Let’s say that I just taught a lesson about how we can be resurrected some day. It’s time to end the lesson, so I bear my testimony: “I know that we will all be resurrected.” Surely it’s sound doctrine, no problem there. But do I actually know that we will be resurrected? What am I basing that knowledge on? If it’s based on an eye-witness account (e.g., I met a few resurrected people) or a personal witness (i.e., the Holy Ghost revealed it to me), then I am perfectly comfortable with stating such a testimony. But I can tell you—speaking only for myself—that I have not had any such witness. I know that there is a God. I know that God answers some of my prayers. I know God wants me to study the scriptures. (I could go on.) But I don’t know that I will be resurrected.
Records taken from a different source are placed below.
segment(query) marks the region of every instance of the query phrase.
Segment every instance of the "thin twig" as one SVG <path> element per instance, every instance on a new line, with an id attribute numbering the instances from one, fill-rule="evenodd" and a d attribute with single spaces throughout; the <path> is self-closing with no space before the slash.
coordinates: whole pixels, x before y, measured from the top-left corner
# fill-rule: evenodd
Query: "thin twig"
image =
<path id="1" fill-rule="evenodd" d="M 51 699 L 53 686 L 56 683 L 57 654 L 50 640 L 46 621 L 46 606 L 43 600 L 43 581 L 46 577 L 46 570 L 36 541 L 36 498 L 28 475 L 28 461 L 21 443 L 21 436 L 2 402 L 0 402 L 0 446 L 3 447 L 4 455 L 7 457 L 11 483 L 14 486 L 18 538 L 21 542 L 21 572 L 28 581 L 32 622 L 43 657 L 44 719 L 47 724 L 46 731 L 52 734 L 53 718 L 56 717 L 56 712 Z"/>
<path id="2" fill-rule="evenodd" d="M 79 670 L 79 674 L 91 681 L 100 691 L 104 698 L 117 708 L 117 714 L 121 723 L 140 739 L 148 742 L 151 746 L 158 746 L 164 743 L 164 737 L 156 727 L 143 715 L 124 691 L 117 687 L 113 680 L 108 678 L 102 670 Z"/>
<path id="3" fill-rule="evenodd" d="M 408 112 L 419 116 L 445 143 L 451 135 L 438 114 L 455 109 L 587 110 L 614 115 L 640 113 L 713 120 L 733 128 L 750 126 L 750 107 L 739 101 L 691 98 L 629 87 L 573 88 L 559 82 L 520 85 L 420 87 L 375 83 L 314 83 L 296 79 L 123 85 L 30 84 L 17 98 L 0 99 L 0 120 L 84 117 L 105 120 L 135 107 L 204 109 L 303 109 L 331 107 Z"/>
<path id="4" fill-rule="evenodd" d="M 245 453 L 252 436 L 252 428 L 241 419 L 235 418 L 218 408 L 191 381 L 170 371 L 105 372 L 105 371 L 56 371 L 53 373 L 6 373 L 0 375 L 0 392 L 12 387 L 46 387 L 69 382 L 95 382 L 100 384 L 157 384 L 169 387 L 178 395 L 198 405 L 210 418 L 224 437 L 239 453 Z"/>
Or saved from hell. Or exalted. (I could go on.) I have faith and hope that I will be saved, but as Alma teaches, those seeds are still growing.
So I am reluctant to say that “I know” when in fact I do not. First, it’s dishonest, and I know that honesty is the best policy. Second, I fear that it “waters down” the phrase. I revealed above that I do not know that there is a resurrection. However, I know a lot of people who will say that they know—but do they really? Wouldn’t it be amazing for someone like me to talk to someone who really does know? But how can I ever identify that person when so many others claim to know—what is left for the “real McCoy” to say in order to identify himself?
I think of this in context of the First Vision and also of our living prophets. Joseph said, “I know that Jesus lives” and we understand the reason for his conviction. He didn’t need faith (in that thing) after such a witness. The Apostles are defined as “special witnesses of Jesus Christ,” suggesting that they have some special knowledge or experience. How do you distinguish between Brother Joseph (or Brothers Gordon, Thomas, Henry, et al.) saying “I know” and me saying “I know”? Is the difference between Joseph’s knowledge and my faith important enough that my language should make the distinction clear?